About two months ago, Jake and I started doing the majority of our grocery shopping at the famers’ market as a way to avoid being in stores as much as possible. It felt safer to shop for groceries outside than indoors and honestly, it was a practical way to get out in the world for the first time in weeks. At first, we were a little nervous to be around so many other people, but our local market is strict about limiting the amount of people in the market at one time and masks are required.
At first, I admittedly thought the novelty would wear off or it’d get too hot, but week after week, we kept going back. And OK, it did get too hot outside, but we continued to go anyway, which should be a testament to how much I enjoy it. Nearly every Sunday we’re in Philly, we do the same routine from start to finish: After waking up and drinking some coffee, we gather up our bags and some ice packs and walk the half-mile to our local farmers market. We go to our usual vendors, get our weekly supply of food. Then we grab to-go coffees and some breakfast and make our way to a nearby park (OK, it’s actually a very old church and graveyard, but it’s less creepy than it sounds) and sit together. We talk about the week behind us and the week ahead and after an hour or so, we head home. I’ll usually stop at a grocery store or convenient store on the way home to grab anything I couldn’t find at the market. And then begins the best part.
For the rest of Sunday, I spend the day organizing and sorting our food, prepping salsas and dressings for the week, and (often) baking something new — scones or biscuits or cookies. I’m not a particularly good cook and I rarely know what I’m doing, but it’s often my favorite part of the week. I blast music while doing it all and at the end I’m always left with (if nothing else) a very organized fridge, filled with individual, organized containers holding colors and foods that make me happy. And you know, as much as I’d love to spend my Sundays to be spent at a concert or packed restaurant or just not wearing a mask, our new Sunday routine for 2020 feels good, too.
Sure, it’s a little cliché (the “white people who love fresh produce and the farmers’ market” holds true), but ultimately it’s a massive, massive privilege to have access to (and be able to afford) fresh produce every week and it’s one I wish we had taken advantage of sooner. I’m glad that I found this new habit in 2020, even if I wish the year were different.

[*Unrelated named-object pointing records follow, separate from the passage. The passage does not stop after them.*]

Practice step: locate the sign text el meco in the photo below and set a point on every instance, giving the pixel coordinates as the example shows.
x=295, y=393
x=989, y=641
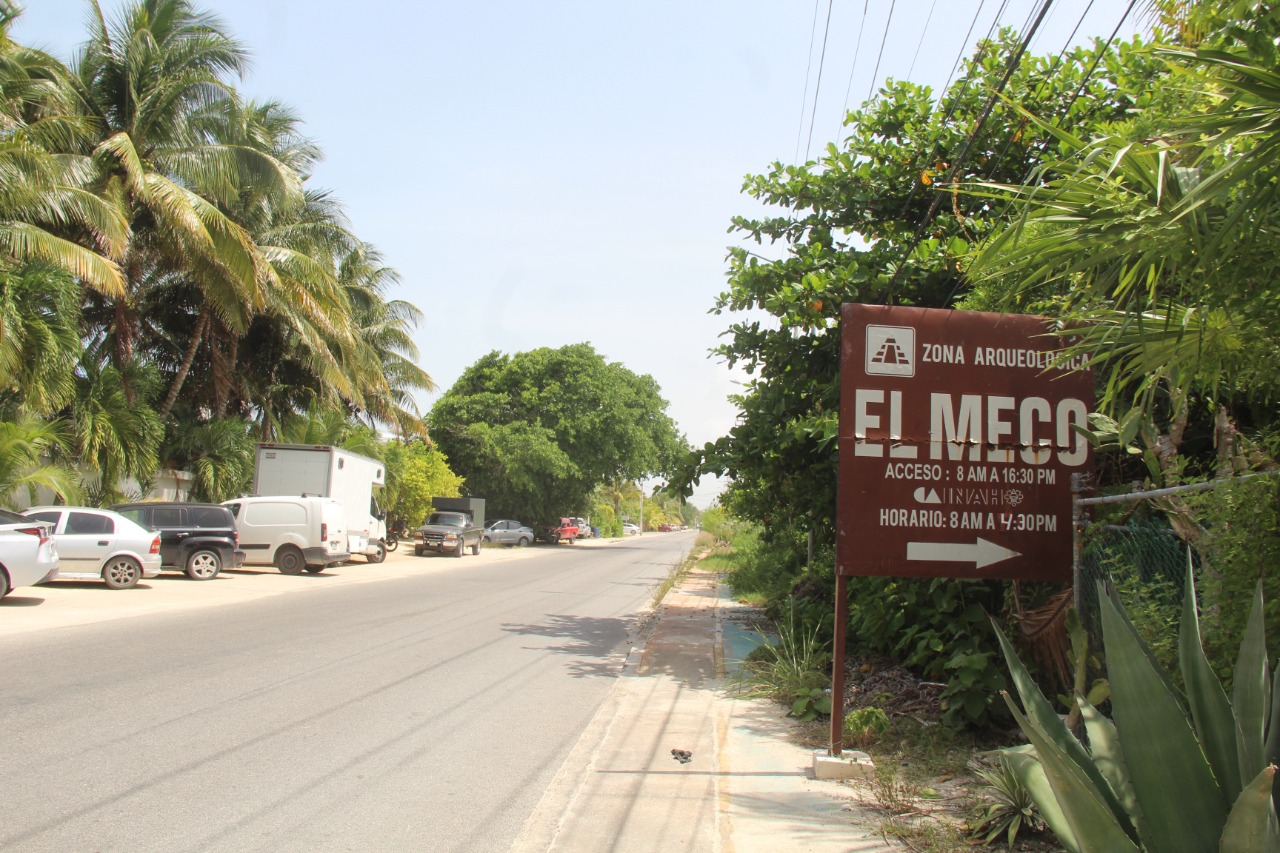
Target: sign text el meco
x=958, y=442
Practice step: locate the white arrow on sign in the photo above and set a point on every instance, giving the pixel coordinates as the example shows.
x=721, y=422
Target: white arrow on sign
x=981, y=553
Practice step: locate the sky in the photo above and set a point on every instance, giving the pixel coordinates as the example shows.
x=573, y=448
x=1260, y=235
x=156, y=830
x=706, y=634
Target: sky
x=549, y=173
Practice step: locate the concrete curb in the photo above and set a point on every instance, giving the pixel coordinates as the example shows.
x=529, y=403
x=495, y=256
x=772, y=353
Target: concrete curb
x=744, y=787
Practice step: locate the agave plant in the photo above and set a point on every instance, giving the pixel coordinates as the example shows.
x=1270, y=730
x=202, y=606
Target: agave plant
x=1164, y=775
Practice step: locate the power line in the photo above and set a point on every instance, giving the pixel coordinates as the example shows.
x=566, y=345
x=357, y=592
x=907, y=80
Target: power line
x=804, y=100
x=817, y=86
x=1066, y=112
x=1048, y=73
x=888, y=22
x=955, y=101
x=964, y=153
x=924, y=31
x=858, y=49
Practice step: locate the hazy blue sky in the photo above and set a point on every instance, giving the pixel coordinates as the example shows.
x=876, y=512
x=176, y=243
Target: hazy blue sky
x=545, y=173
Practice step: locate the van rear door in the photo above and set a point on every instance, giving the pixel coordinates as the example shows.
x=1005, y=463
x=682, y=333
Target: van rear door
x=334, y=519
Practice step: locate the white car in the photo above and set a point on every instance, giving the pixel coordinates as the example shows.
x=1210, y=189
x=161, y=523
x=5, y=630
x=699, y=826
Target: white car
x=27, y=552
x=100, y=544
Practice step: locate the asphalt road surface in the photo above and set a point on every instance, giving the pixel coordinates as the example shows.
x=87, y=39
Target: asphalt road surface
x=420, y=705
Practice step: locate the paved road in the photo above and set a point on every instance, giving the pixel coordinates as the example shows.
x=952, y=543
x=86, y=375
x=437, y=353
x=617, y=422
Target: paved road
x=421, y=705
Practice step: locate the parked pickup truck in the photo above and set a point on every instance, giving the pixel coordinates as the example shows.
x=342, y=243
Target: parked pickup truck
x=566, y=529
x=447, y=533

I will be the first to admit that I’m sick of trying to find the silver lining in 2020. I’m sick of having conversations where I try to make this whole year seem even a sliver as good as it would be if we were able to have the wedding we planned or see our families or travel or live life like we did before. I know it’s not. It can’t be. But, still, we must find ways to make it feel worth it. Because it’s what we’ve got. It’s right in front of us. It’s not our choice, but this year is a fraction of our lives, anyway. So we might as well try to fill it (or at least just our fridge) with as many good things as we can.